Pandemia Coronavirus. L’allarme dell’OMS: “Governi inermi”

E’ pandemia. L’Organizzazione Mondiale della Sanità ha valutato che il COVID-19 può essere caratterizzato come una situazione pandemica, come ha spiegato il capo dell’Oms Tedros Adhanom Ghebreyesus nel briefing quotidiano da Ginevra. “L’Oms ha valutato questa epidemia giorno dopo giorno e siamo profondamente preoccupati sia dai livelli allarmanti di diffusione e gravità, sia dai livelli allarmanti di inazione”.

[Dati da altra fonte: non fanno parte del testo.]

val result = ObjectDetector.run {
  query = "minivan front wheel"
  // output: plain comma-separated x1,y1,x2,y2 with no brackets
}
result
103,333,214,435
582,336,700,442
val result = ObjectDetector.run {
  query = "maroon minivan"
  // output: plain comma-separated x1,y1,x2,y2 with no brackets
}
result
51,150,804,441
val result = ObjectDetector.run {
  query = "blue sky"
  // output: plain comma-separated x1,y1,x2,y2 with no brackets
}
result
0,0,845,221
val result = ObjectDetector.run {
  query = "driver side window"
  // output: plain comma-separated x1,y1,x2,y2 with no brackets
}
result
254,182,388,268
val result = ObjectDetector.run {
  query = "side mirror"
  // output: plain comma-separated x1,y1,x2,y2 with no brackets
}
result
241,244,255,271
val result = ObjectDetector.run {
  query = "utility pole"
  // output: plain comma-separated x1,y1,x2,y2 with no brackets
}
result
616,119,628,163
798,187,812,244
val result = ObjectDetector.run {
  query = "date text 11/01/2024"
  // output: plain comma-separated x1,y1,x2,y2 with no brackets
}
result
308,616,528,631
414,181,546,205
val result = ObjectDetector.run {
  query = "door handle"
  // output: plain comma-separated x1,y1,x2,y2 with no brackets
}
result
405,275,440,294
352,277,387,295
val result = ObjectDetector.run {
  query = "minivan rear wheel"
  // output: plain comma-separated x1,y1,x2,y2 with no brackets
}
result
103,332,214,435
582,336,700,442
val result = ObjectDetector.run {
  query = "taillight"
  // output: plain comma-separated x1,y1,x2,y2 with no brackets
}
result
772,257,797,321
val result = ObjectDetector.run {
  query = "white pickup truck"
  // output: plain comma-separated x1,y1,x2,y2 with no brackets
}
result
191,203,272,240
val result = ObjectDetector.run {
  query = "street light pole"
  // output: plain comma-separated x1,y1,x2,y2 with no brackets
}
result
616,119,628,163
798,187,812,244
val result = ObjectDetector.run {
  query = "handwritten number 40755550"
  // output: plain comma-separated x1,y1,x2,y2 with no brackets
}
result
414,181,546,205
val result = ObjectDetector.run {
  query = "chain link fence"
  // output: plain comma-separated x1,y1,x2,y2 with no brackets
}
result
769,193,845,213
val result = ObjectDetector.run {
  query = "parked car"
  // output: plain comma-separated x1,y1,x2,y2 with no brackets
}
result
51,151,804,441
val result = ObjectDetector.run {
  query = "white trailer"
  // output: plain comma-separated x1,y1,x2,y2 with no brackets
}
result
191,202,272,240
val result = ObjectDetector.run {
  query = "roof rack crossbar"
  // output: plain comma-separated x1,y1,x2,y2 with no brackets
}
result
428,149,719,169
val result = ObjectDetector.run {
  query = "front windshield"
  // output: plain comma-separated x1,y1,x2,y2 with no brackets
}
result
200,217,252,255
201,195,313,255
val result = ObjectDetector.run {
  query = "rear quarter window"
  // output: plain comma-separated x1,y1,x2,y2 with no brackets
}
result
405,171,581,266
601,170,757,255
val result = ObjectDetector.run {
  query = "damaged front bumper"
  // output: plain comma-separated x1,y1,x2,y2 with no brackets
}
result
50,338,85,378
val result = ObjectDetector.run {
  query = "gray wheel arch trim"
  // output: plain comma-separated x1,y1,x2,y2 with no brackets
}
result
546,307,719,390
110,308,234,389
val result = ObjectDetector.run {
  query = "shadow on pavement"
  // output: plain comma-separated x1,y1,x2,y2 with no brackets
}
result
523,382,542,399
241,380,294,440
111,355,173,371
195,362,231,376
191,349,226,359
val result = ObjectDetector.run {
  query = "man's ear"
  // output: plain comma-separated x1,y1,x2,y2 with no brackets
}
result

I Governi dovrebbero fare di più, imparando da quei paesi che sono stati colpiti per primi. La diffusione del virus in effetti ha accelerato bruscamente nelle ultime settimane, con focolai in Italia, Iran e Corea del Sud e un numero crescente do casi in Germania, Francia, Spagna e Stati Uniti. Il numero ufficiale di casi ha superato i 120mila (una cifra che cambia di minuto in minuto) e il bilancio delle vittime è salito a oltre 4.300.